Et pour cause : depuis la faillite de Lehman Brothers et la panique qui en a découlé, les investisseurs et autres intervenants sur les marchés ont perdu tous leurs repères. Si bien que leur horizon de placement s’est considérablement réduit. En effet, celui-ci ne se mesure plus en mois (comme le voudrait le fonctionnement normal des marchés boursiers), ni en semaines, ni même en jours, mais en heures. Dès lors, toute nouvelle économique, financière ou politique donne lieu à une sur-réaction extrême dans une proportion rarement rencontrée.

La raison de court-termisme viscéral est malheureusement simple : ayant perdu tous leurs repères depuis le 15 septembre, évoluant dans un brouillard complet, les investisseurs n’ont plus la possibilité matérielle de se projeter dans un avenir qui dépasse la semaine. Dès lors, ils naviguent à vue, en espérant ne pas tomber sur un récif inattendu. Le problème réside dans le fait qu’un tel comportement revient à fragiliser l’ensemble des acteurs économiques et financiers, d’où un nouvel épaississement du brouillard and the beat goes on…

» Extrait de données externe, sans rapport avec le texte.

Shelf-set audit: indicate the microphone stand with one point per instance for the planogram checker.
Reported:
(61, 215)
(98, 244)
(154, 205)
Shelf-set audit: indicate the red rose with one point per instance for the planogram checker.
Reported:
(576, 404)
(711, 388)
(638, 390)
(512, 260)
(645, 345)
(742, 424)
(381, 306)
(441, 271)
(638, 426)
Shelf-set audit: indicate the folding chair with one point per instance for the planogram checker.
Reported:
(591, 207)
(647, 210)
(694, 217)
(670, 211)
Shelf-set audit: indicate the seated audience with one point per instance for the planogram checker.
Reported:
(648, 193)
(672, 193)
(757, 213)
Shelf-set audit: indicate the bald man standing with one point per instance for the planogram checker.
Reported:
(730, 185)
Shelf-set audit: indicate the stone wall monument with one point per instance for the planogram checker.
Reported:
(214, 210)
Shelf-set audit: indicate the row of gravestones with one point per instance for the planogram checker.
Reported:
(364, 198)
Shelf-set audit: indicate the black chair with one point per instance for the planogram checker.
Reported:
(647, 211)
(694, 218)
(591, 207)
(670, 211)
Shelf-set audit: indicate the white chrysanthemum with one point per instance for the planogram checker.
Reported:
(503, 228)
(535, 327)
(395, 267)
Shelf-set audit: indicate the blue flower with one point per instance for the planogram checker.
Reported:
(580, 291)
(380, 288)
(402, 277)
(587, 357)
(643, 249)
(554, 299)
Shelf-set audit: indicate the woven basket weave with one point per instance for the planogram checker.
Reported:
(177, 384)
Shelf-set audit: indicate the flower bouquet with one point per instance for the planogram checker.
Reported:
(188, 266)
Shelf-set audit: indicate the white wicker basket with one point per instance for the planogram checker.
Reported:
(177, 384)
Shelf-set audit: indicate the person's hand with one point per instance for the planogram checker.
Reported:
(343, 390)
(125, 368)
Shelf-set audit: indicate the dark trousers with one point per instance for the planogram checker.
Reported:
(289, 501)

Une question angoissante se pose alors : quand et comment allons nous sortir de ce cercle pernicieux ? Ne soyons pas dupes, cela prendra du temps. Et pour cause : toute inflexion de politique économique prend six à neuf mois pour agir sur l’activité. Ainsi, la baisse des taux directeurs de la Fed du début 2008 commence seulement à produire ses effets depuis quelques semaines. De même, la baisse du taux refi de la BCE ou encore la dépréciation de l’euro n’agiront vraiment qu’à partir de l’été prochain.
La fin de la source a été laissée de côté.